Considering that Ishida was a commercial bank executive back then, he added that the action of the central bank was “long overdue”, affecting the returns of regional banks because of ultra-low rates.
A very low inflation rate induced the BOJ to keep an ultra-easy policy in the past years in spite of the possible consequences of such policies, as well as its banking system.
In achieving the mandate of the central bank by law, the inflation target is necessary in order to stabilize “sound economic development”, as described by Ishida during Reuters’ interview on Tuesday since exiting the central bank two years ago.
Yet, the BOJ would not keep the present policy rates until the inflation target of 2 percent has been reached. Moreover, he said that the central bank will have a “flexible” monetary policy regardless of achieving the target rate.

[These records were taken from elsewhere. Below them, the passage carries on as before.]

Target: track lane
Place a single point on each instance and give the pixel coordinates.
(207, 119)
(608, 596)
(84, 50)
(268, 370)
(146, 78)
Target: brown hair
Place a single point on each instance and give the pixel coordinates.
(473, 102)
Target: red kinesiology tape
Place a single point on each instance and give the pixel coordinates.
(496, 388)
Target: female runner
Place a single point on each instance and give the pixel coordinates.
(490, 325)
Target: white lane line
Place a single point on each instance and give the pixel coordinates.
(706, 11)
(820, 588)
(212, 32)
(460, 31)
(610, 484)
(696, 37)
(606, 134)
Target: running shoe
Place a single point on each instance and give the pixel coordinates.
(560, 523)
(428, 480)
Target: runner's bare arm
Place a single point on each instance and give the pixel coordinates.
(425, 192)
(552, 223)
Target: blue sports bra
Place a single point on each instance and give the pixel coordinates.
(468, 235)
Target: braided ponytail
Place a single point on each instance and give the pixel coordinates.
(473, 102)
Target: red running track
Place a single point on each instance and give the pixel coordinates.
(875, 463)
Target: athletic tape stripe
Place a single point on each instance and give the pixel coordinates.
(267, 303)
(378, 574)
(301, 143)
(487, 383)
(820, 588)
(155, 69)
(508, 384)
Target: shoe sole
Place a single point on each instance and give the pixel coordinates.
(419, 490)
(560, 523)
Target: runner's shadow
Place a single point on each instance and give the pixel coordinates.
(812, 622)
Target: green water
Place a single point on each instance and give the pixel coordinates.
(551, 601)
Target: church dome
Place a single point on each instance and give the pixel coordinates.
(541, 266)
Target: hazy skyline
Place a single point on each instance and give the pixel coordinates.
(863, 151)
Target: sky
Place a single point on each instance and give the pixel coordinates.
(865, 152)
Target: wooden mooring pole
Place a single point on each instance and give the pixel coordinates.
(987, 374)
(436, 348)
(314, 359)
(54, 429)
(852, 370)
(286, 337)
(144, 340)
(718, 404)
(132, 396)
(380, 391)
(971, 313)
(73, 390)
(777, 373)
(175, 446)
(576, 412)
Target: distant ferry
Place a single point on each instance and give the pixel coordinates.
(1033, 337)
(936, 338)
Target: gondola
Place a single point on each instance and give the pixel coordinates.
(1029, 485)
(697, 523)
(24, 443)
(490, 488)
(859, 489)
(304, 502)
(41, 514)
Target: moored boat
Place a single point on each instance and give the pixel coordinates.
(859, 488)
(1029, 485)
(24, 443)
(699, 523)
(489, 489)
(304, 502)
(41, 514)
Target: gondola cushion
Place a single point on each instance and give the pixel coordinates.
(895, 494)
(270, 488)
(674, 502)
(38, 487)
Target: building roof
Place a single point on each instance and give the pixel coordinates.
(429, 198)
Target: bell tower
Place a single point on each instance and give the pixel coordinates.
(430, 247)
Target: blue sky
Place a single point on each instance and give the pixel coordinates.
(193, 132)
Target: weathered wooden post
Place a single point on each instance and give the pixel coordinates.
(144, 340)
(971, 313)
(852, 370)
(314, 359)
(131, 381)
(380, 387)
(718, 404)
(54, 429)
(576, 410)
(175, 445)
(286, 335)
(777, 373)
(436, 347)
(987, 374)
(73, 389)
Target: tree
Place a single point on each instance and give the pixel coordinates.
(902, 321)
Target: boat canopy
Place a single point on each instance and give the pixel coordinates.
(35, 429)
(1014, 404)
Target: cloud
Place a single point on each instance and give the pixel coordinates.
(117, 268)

With looming concerns on very low policy rates, the BOJ allowed loosening their bond yields to be more agile in meeting the zero percent target. However, it may take some time before considering the rates for long-term not to overwhelm the market speculation but instead, they are aiming for a short-term exit from the loose monetary policy, he said.
The central may not rush in curbing the yield curve as of the moment, but it is also apparent that it is possible when the market becomes steady, he added.
Japan’s Manufacturing Activity Grew Due To Domestic Demand in August
Japan’s manufacturing activity grew at a bit faster rate in August as the domestic demand increased according to a preliminary survey on Thursday. Although the export orders dropped adding to the problem with the trade protectionism.
The flash Markit/Nikkei Purchasing Managers Index (PMI) on manufacturing sector increase to 52.5 on a seasonally adjusted in August compared to the 52.3 figure in July. Figures remained above the 50 mark which puts it apart from contraction for the 24th straight month.
The flash data prolonged the growth cycle of Japan’s manufacturing sector for two years, which has been the longest period since the global financial crisis, as described by an economist at IHS Markit.
Adding to that, he said that the expansion was supported by the strengthening domestic market with the most recent data that came out.
Data shows that export orders increased to 52.6 from 50.9 last month, giving emphasis on the steadfast growth of the domestic market. However, the new export orders declined to 49.3 from a final 50.0 in July, showing a decline in two months.
Real wages grew in June, which was the quickest rate over 21 years, signaling consumer spending to further rise.
The economy progressed at a better rate in the second quarter, boosting a strong household and business spending and further strengthening the domestic demand. Yet, concerns on trade disputes add risk in the manufacturing sectors as it may affect the export demands.
France Advised Turkey to Use Economic Policy Tools
French Finance Minister Bruno Le Maire told Turkish counterpart Berat Albayrak at a meeting on Monday that Turkey should make use of their tools available for economic policy in order to establish a sustainable growth.
Turkish lira had declined by almost 40 percent this year due to concerns on monetary policy as well as the issue of the Christian pastor Andrew Brunson. Moreover, Le Maire mentioned that everyone, including Europe, France, and Turkey itself, that the situation in Turkey will become stable. France further stated that Turkey is committed to structural reforms.
NZIER Revised Downward its Growth Outlook
The New Zealand Institute of Economic Research (NZIER) decided to reduce its economic growth outlook due to combined events of slackening population growth, the decline in business confidence and global trade war. However, the demand for residential and nonresidential construction continued to be strong and capacity constraints limit the highest extent of construction activity.
Moreover, the prospect of economists and the Reserve Bank indicates that the official cash rate will remain steady until 2020. Generally, the monetary policy normalization introduced by the United States reflects for the rate increase which is required to allocate among emerging markets.